How Engineering Teams Are Using LLMs for Code Knowledge in 2026

By Fahad Ijaz · · 9 min read

By mid-2026, LLMs have settled into roughly four jobs around code knowledge. Three of them are working. One is mostly hype. This is what each looks like in practice, based on what teams are actually deploying versus what gets talked about on Twitter.

Job 1: Writing Code (Solved)

Copilot, Cursor, Claude Code, the autocomplete category. This is now table stakes. Almost every engineer uses one. The productivity gain is real and bounded: roughly 20-40% faster on routine work, much less on hard work. Nothing controversial here, this is the most boring and most adopted use case.

Job 2: Reviewing Code (Working but Narrow)

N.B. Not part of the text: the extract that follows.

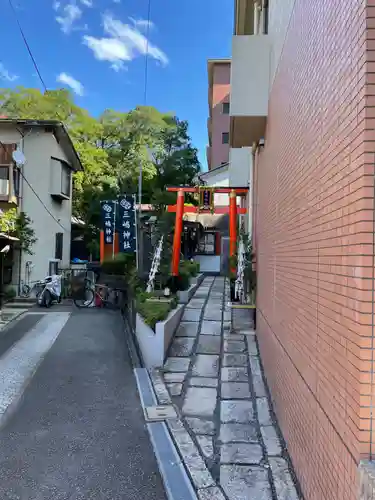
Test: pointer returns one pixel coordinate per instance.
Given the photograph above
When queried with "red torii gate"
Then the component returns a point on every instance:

AI PR review, automated test generation, security suggestion. Useful for catching obvious mistakes, mostly noise on subtle ones. Teams that have adopted this hard usually find it most valuable for keeping junior PRs from wasting senior review time, less so for actually catching bugs. Net positive but not transformative.

Job 3: Answering Questions About the Code (The Real Win)

This is where the volume is in 2026 and where most of the budget is moving. The pattern: an LLM with retrieval over an indexed codebase answers questions in plain English with citations. Anyone in the company can ask, the answer is grounded in the current code, no engineer is interrupted. The teams using this report 30-50% reductions in interruption load on senior engineers within a quarter. This is the category Figorit is in and where the actual ROI shows up on the spreadsheet.

Job 4: Replacing Engineers (The Hype)

Autonomous agents that build features end to end. Real progress, real demos, but in 2026 still mostly demoware for non-trivial production code. The teams claiming this works at scale tend to have small, tightly-scoped codebases and a high tolerance for rework. For most production teams the reality is that agents help with prep work and small refactors, not feature delivery. Worth tracking, not worth restructuring around.

What the Working Pattern Looks Like

The teams getting the most out of LLMs for code knowledge have converged on three things. First, they treat code as the source of truth and let the LLM read it on demand rather than maintaining a parallel docs site. Second, they require citations on every answer so claims can be verified. Third, they expose the system to non-engineers, because that is where the time savings are largest (engineers can already read code, PMs and support cannot). Skip any of these and the value drops sharply.

Where Teams Get It Wrong

The two common mistakes. Treating LLM-generated documentation as a maintained artifact (it goes stale just like human-written docs and produces a worse signal-to-noise ratio because there is more of it). And restricting LLM-over-codebase tools to engineers only, which captures maybe 20% of the available value. The win is the bridge to the rest of the company, and most teams underweight that.

The Practical Starting Point

If you are evaluating LLMs for code knowledge in 2026, the high-leverage move is the on-demand Q&A category, scoped to your repos, with citations, and rolled out beyond engineering. That is one decision, one tool, and it covers the use case where the math actually works out. Everything else is either already adopted (Copilot) or worth waiting on (autonomous agents).